ROCHESTER, N.Y. - U.S. Attorney James P. Kennedy, Jr. announced today that Shermart D. Merriwether, 26, of Rochester, NY, pleaded guilty before Chief U.S. District Judge Elizabeth A. Wolford to distribution of fentanyl. The charge carries a maximum penalty of 20 years in prison and a $1,000,000 fine.
Assistant U.S. Attorney Brett A. Harvey, who is handling the case, stated that the defendant was part of a group of individuals who ran a drug house at 192 Weaver Street in the City of Rochester. Merriwether and others sold quantities of fentanyl from the house in 2018 and 2019. As part of his guilty plea, the defendant admitted to selling a quantity of fentanyl to a 24-year-old female who suffered a non-fatal overdose at a gas station on East Ridge Road in Irondequoit, NY. The victim ingested the fentanyl and then lost consciousness while at a pump at the gas station. Irondequoit Ambulance personnel responded and gave the victim Narcan, after which she regained consciousness. Merriwether admitted that, if emergency personnel had not administered Narcan to the victim, there was a substantial risk that she would have died from fentanyl toxicity.

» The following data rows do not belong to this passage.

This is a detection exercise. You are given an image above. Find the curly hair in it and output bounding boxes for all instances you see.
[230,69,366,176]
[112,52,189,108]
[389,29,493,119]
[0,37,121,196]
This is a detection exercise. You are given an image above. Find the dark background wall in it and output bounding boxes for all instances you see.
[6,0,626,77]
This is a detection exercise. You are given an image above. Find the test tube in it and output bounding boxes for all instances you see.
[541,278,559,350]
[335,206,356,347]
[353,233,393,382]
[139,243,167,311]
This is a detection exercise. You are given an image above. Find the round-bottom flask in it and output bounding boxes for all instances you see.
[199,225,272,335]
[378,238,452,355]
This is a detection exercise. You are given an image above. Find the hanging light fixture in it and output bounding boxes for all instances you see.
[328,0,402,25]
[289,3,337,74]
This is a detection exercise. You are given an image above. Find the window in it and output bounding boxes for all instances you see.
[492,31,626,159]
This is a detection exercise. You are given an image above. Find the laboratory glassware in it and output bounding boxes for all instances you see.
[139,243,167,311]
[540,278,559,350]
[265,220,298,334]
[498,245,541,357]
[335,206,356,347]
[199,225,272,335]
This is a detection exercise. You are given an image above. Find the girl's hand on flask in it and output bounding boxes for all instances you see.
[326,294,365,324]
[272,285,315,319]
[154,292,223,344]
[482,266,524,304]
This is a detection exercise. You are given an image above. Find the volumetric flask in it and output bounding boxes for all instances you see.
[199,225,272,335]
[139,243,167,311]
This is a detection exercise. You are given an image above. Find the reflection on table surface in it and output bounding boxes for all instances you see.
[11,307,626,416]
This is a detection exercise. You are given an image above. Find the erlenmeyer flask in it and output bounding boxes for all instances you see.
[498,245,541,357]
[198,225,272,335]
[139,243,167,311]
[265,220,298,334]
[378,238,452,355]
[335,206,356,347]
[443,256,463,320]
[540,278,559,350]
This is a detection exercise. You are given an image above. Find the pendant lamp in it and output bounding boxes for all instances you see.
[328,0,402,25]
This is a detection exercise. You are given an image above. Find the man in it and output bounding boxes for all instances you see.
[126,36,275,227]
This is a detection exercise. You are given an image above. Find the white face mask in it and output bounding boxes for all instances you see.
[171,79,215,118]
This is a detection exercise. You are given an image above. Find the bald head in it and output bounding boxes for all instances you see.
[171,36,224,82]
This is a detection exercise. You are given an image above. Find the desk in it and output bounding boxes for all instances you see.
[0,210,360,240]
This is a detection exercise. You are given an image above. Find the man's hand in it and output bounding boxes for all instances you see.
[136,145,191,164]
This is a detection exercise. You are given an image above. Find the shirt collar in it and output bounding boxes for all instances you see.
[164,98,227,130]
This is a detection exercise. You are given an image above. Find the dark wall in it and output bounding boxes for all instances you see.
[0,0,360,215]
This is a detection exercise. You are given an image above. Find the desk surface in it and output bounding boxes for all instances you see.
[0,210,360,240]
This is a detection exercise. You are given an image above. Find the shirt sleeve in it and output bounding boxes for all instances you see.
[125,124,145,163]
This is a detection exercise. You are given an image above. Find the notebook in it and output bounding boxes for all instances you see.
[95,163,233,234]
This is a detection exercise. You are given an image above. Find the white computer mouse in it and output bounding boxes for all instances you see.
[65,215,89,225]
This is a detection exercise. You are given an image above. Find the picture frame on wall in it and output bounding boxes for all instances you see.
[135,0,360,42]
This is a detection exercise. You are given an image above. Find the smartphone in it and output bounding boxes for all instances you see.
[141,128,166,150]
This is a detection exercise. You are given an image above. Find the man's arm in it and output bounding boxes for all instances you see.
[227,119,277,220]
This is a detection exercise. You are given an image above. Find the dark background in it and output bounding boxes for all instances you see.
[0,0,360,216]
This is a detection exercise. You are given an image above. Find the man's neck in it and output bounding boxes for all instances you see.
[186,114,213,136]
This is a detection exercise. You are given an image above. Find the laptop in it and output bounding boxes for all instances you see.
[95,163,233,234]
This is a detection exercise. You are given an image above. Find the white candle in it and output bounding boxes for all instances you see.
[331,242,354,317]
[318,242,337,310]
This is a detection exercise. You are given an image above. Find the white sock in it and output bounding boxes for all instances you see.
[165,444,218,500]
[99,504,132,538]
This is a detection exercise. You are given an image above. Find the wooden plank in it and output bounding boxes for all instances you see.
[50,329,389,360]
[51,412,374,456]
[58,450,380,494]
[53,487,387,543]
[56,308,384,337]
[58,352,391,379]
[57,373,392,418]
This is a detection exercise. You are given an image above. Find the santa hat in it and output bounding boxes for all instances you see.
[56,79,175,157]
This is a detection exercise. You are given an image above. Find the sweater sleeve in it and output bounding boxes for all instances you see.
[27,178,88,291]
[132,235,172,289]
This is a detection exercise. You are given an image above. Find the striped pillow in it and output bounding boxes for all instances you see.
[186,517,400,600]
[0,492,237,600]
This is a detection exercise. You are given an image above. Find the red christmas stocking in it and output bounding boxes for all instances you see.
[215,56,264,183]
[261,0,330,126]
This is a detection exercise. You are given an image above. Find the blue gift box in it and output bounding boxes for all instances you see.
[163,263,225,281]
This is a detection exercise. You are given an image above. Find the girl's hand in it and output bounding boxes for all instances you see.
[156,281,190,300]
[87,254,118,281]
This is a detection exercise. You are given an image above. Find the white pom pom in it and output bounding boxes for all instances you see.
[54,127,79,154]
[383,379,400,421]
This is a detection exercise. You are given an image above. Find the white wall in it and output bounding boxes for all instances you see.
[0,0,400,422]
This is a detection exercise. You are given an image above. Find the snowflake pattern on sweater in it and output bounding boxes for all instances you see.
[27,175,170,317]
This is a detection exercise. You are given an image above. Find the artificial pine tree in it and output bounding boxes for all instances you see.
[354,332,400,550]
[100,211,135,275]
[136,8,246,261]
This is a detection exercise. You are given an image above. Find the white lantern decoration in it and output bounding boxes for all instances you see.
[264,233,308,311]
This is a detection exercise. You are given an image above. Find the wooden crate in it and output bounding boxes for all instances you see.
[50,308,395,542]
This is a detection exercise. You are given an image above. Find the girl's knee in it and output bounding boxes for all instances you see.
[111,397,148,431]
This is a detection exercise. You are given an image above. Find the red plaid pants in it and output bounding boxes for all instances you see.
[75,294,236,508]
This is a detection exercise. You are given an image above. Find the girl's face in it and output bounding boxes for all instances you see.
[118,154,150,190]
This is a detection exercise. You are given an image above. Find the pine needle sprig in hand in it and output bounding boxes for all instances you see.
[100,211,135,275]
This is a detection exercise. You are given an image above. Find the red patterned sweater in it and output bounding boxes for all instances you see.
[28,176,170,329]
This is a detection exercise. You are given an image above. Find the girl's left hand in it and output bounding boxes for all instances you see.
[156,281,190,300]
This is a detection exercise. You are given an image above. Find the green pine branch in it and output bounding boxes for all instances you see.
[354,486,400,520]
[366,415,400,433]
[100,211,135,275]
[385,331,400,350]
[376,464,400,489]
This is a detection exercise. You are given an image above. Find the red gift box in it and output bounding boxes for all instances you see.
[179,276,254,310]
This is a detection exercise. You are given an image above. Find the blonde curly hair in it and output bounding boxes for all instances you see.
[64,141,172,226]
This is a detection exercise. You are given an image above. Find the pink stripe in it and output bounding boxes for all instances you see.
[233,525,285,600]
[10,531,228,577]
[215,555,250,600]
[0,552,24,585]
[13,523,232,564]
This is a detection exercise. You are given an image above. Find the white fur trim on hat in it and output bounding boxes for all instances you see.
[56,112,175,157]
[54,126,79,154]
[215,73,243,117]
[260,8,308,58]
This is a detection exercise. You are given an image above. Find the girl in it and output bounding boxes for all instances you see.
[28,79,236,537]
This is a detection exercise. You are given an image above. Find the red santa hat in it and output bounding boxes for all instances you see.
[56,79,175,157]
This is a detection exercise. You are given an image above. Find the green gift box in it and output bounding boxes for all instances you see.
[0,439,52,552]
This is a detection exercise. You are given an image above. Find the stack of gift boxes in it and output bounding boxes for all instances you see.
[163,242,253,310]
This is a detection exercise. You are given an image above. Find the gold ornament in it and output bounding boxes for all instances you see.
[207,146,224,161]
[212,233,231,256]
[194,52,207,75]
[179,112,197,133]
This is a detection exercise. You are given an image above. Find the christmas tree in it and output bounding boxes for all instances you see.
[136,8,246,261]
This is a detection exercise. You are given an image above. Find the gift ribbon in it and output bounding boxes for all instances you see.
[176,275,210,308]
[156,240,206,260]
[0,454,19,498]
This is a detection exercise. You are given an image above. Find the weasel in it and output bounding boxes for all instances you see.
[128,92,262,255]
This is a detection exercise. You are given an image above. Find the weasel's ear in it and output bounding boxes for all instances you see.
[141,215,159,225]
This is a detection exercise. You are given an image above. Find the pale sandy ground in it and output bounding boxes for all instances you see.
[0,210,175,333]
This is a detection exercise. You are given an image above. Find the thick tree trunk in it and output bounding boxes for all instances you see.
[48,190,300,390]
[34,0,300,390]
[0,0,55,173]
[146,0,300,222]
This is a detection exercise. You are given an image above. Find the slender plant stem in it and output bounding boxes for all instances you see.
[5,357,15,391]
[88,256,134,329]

The plea is the result of an investigation by the Drug Enforcement Administration, under the direction of Special Agent-in-Charge Ray Donovan, New York Field Division; the Monroe County Sheriff’s Office, under the direction of Sheriff Todd Baxter; and the Rochester Police Department, under the direction of Chief Cynthia Herriott-Sullivan.
Sentencing is scheduled for January 12, 2022, at 2:30 p.m., before Chief Judge Wolford.